Optimum design of reinforced concrete foundations

Background: Optimization of reinforced concrete foundation is a challenging problem due to the interaction between the design variables and design constraints. Classical design methods may overestimate the size of the foundation, thus leading to excessive cost. By using current advances in computer technologies and numerical optimization procedures, it is possible to find the optimum combinations of foundations design parameters that minimize the cost. Objectives: The paper presents a numerical strategy to optimize the design of the reinforced concrete foundation. Methods: The cost function is first derived in terms of the foundation design parameters. Mathematical programming technique is utilized to minimize the cost function. Design constraints are used against soil bearing capacity, concrete shear strength, flexural strength, and column bearing.
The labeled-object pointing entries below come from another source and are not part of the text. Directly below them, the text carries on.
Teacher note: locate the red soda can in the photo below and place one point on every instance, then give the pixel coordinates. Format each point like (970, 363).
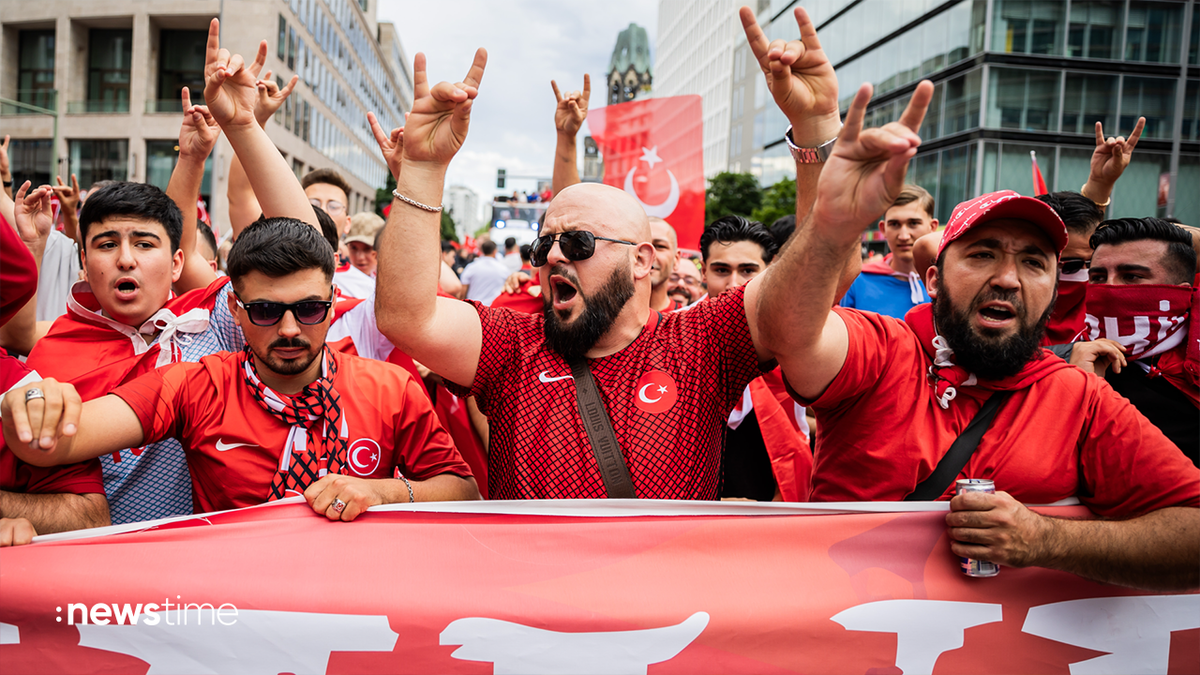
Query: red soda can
(972, 567)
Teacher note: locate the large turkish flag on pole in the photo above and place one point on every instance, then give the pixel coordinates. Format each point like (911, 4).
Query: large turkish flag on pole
(654, 150)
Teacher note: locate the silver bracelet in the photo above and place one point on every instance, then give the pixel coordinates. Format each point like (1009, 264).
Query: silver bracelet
(418, 204)
(411, 497)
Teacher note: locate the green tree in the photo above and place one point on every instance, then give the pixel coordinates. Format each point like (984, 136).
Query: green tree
(778, 201)
(737, 193)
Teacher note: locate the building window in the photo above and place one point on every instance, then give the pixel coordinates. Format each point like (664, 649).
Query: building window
(1155, 31)
(181, 64)
(35, 72)
(1095, 29)
(108, 71)
(1024, 100)
(1090, 99)
(1027, 27)
(100, 160)
(963, 102)
(30, 160)
(1151, 97)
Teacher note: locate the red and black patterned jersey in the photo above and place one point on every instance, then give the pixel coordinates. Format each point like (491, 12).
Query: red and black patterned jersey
(669, 394)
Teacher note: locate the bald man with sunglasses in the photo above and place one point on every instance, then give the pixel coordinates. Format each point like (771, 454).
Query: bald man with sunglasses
(665, 382)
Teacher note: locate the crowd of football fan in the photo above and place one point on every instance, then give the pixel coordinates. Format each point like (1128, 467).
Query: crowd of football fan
(168, 375)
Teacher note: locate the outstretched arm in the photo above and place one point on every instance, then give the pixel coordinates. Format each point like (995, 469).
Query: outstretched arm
(197, 136)
(569, 115)
(59, 429)
(1109, 161)
(443, 334)
(1155, 551)
(859, 181)
(231, 88)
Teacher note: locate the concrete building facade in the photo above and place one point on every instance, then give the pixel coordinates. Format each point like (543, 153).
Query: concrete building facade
(1011, 76)
(694, 54)
(107, 76)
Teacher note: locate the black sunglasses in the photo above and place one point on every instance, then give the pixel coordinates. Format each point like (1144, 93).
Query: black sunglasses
(576, 245)
(1072, 266)
(307, 312)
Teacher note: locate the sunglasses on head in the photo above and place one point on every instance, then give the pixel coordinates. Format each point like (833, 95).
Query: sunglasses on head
(576, 245)
(1072, 266)
(307, 312)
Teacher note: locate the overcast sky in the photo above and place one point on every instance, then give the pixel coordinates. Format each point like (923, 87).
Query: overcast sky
(528, 43)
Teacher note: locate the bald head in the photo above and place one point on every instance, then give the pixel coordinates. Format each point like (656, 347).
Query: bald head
(601, 209)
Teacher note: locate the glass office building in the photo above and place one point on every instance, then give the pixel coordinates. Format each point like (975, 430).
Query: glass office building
(1011, 76)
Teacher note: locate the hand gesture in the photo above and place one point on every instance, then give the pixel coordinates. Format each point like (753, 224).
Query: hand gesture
(865, 172)
(437, 126)
(571, 109)
(270, 96)
(391, 144)
(799, 77)
(199, 131)
(231, 87)
(1113, 155)
(34, 215)
(69, 195)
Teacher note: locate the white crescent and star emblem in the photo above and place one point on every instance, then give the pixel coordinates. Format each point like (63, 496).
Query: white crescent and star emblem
(663, 210)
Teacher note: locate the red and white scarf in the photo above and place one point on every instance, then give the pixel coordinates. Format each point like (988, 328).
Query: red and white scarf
(317, 442)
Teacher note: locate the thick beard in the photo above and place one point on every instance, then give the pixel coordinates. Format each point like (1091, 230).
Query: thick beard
(293, 366)
(575, 339)
(989, 357)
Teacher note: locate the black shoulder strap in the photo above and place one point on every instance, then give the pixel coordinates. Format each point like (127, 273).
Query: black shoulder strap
(954, 459)
(604, 440)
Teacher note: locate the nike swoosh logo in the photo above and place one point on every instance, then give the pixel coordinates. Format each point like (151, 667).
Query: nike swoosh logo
(544, 378)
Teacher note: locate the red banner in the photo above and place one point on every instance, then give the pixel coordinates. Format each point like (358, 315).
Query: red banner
(567, 587)
(654, 150)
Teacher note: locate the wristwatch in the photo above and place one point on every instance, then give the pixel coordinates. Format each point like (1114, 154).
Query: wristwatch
(809, 155)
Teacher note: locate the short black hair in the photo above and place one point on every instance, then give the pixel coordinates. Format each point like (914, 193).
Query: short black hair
(279, 246)
(1078, 213)
(1180, 258)
(210, 239)
(136, 201)
(731, 228)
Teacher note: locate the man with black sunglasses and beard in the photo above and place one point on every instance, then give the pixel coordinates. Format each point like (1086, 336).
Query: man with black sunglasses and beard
(286, 417)
(1059, 431)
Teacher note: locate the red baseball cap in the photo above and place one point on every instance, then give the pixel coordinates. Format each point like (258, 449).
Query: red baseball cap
(1005, 204)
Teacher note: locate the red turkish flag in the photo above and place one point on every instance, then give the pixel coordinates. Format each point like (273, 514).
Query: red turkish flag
(654, 150)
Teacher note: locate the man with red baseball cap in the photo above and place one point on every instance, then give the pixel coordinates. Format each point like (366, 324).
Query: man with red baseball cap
(973, 353)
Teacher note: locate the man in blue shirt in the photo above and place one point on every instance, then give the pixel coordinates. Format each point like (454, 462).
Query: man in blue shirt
(893, 287)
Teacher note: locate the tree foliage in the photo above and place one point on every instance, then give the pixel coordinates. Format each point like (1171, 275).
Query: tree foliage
(737, 193)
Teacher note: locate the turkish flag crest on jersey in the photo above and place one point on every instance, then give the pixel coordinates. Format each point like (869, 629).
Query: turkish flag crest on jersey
(654, 150)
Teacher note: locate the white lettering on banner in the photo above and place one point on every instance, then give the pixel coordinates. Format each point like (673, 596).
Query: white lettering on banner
(261, 643)
(516, 649)
(1135, 631)
(924, 628)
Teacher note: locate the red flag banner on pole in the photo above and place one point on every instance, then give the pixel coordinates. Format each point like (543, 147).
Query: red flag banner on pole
(567, 586)
(654, 150)
(1039, 184)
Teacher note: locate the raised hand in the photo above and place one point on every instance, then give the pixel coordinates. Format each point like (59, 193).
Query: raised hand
(573, 108)
(865, 172)
(270, 96)
(1109, 161)
(231, 85)
(799, 77)
(34, 215)
(437, 126)
(390, 144)
(199, 131)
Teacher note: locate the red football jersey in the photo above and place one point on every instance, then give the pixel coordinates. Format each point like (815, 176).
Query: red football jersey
(234, 446)
(669, 395)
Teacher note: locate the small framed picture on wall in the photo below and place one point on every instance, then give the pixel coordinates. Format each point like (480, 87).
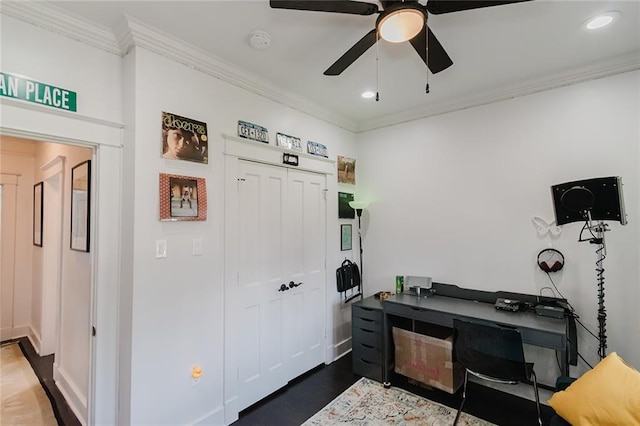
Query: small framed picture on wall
(345, 237)
(344, 209)
(80, 203)
(182, 198)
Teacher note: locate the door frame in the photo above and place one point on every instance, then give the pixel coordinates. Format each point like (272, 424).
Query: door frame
(52, 259)
(236, 149)
(31, 121)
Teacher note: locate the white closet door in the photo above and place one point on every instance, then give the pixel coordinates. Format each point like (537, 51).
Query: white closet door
(279, 334)
(305, 302)
(259, 306)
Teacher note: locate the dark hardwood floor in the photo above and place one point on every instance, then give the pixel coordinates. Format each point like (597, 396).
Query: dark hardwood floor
(309, 393)
(43, 367)
(306, 395)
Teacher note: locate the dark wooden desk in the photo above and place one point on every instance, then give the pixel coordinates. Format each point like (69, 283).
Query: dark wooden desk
(441, 310)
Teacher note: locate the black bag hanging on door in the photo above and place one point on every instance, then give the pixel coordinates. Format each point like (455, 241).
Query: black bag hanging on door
(348, 277)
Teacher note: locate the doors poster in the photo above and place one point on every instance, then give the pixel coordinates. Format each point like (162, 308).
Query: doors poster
(80, 203)
(182, 198)
(184, 139)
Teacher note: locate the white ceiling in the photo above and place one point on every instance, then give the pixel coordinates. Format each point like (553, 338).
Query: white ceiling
(497, 52)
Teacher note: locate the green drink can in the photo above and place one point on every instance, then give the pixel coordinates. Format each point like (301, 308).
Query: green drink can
(399, 283)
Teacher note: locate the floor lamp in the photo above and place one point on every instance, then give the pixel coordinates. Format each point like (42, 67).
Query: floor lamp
(358, 206)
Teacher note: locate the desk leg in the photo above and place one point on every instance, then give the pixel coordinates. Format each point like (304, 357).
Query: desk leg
(386, 356)
(564, 363)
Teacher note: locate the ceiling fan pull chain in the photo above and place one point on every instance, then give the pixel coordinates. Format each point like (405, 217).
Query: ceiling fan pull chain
(377, 66)
(426, 35)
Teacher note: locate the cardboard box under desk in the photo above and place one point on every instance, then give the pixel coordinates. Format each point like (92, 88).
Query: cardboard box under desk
(427, 359)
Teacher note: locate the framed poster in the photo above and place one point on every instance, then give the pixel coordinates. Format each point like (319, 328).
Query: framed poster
(182, 198)
(345, 237)
(80, 204)
(184, 139)
(346, 170)
(344, 209)
(38, 197)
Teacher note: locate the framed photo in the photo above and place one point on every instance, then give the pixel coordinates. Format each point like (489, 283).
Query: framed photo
(345, 237)
(346, 170)
(80, 205)
(182, 198)
(344, 209)
(38, 197)
(184, 139)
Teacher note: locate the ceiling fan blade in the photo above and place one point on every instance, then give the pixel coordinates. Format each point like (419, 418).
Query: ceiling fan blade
(438, 59)
(337, 6)
(352, 54)
(437, 7)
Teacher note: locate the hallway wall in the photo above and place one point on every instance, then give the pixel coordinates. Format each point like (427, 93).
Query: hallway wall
(95, 76)
(16, 159)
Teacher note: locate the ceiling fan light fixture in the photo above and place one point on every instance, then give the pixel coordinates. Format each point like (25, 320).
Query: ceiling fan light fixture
(601, 20)
(401, 25)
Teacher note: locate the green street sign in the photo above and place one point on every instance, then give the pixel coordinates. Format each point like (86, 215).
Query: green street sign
(13, 86)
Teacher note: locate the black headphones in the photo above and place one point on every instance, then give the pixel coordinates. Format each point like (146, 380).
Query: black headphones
(550, 260)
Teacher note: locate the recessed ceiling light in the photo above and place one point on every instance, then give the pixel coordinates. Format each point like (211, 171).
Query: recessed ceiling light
(601, 20)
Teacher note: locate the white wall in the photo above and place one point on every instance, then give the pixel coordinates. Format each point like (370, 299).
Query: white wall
(96, 77)
(72, 357)
(16, 260)
(177, 302)
(454, 196)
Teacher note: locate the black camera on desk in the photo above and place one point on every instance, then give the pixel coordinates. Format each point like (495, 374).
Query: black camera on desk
(510, 305)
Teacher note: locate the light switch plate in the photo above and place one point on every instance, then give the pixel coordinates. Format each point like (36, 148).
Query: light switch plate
(197, 247)
(161, 249)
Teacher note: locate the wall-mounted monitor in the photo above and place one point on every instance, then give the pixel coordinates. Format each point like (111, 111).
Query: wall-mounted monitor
(601, 198)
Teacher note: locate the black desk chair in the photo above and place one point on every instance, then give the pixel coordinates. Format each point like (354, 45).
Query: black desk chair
(491, 353)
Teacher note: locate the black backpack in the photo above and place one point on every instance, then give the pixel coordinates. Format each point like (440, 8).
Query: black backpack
(347, 276)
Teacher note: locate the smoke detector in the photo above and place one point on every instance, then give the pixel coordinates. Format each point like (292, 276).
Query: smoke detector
(260, 40)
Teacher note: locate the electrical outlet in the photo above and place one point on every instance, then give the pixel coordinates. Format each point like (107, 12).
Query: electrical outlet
(161, 249)
(197, 247)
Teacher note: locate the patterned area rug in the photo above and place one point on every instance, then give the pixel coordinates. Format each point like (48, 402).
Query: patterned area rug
(367, 402)
(24, 401)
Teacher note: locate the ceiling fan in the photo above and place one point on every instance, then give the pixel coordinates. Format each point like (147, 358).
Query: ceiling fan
(398, 21)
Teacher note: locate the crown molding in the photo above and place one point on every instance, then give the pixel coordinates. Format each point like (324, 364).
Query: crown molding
(136, 33)
(617, 65)
(58, 21)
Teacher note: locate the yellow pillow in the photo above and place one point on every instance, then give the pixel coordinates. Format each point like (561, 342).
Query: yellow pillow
(607, 395)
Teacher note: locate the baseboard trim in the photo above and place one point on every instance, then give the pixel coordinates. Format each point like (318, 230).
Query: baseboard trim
(34, 338)
(76, 401)
(215, 417)
(9, 333)
(341, 348)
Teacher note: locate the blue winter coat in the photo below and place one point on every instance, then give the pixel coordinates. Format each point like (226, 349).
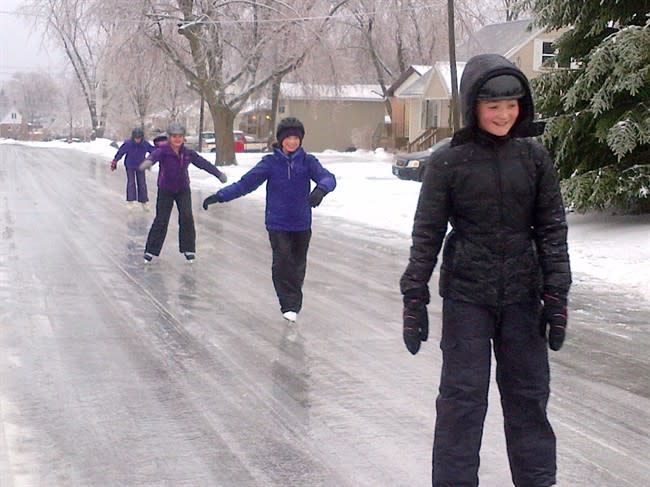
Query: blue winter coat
(135, 153)
(288, 181)
(173, 174)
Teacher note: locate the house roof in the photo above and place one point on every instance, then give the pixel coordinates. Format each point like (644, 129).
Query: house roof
(6, 108)
(502, 38)
(417, 69)
(442, 69)
(417, 87)
(299, 91)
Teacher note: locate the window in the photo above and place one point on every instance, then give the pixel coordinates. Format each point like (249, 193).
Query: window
(544, 53)
(430, 114)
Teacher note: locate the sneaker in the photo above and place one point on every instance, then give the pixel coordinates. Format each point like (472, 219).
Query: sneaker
(291, 316)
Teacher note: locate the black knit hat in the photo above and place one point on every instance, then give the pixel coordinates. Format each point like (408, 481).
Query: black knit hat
(502, 87)
(289, 126)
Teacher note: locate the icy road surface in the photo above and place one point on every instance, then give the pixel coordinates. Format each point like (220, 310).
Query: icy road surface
(113, 373)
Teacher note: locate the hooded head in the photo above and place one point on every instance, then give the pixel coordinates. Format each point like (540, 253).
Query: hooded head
(160, 140)
(175, 128)
(289, 126)
(493, 77)
(137, 133)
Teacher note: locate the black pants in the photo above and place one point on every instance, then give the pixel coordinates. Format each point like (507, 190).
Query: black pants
(186, 233)
(289, 266)
(523, 380)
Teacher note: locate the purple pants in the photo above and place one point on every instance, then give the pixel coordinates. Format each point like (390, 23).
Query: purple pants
(136, 185)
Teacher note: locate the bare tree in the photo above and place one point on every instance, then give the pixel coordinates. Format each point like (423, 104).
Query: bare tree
(83, 33)
(228, 49)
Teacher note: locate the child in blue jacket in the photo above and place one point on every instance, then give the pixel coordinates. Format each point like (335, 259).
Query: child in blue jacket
(135, 149)
(288, 173)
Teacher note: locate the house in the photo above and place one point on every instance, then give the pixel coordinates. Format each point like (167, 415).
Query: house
(11, 121)
(427, 98)
(400, 107)
(335, 117)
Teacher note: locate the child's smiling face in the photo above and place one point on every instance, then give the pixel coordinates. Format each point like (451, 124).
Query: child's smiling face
(497, 116)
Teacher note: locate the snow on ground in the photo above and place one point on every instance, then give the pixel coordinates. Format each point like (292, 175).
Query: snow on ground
(611, 250)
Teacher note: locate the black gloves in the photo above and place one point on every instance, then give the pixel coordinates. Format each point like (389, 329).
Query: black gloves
(215, 198)
(315, 197)
(554, 318)
(416, 321)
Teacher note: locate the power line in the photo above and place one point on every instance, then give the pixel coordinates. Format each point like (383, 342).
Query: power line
(207, 21)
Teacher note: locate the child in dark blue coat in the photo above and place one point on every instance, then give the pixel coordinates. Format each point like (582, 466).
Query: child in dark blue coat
(135, 149)
(288, 173)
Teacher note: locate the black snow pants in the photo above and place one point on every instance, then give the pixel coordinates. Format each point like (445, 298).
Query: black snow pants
(158, 232)
(523, 379)
(289, 266)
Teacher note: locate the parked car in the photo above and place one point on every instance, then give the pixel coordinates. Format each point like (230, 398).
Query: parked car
(242, 142)
(411, 165)
(253, 144)
(209, 142)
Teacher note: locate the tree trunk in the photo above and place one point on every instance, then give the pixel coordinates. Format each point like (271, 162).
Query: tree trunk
(223, 119)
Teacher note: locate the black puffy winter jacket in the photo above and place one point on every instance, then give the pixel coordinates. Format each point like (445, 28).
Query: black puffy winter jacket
(501, 197)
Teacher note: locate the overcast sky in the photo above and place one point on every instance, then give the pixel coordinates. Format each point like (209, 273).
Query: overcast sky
(21, 48)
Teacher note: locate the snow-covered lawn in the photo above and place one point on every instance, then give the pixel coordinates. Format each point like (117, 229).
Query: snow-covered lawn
(614, 250)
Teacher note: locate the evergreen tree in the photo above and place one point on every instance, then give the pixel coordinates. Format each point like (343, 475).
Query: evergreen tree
(598, 112)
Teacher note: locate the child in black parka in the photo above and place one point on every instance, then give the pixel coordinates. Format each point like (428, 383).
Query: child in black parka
(504, 277)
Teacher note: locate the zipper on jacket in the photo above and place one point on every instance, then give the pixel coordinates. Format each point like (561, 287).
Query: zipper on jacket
(501, 285)
(289, 163)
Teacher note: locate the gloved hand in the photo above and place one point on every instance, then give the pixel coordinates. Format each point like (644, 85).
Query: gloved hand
(554, 319)
(215, 198)
(316, 196)
(416, 323)
(144, 165)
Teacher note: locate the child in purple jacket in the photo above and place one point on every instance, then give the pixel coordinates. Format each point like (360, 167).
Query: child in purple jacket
(174, 187)
(135, 149)
(288, 173)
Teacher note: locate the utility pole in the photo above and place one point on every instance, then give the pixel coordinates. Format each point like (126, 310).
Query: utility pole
(455, 110)
(201, 112)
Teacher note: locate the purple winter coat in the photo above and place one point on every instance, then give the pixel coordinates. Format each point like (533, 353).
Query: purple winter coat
(135, 153)
(288, 182)
(173, 175)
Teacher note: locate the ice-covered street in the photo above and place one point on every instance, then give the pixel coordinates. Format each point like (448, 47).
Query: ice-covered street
(117, 373)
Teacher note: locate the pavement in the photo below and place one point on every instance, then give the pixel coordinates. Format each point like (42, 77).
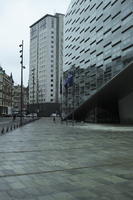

Simplified analytical models are developed to idealize the soil stress distribution. The numerical procedure is then automated in a computer Program OSFD to perform sensitivity analysis and provide guidelines that can be utilized in practice. Results: Design examples are provided to illustrate the efficiency of the optimization procedure. Results are compared with existing common design procedures, commercial software and design handbooks that are available in practice. Conclusion: The described procedure is very cost-effective and can be utilized by practicing engineers in the industry to optimize the design of the reinforced concrete foundations. © 2021 Bentham Science Publishers.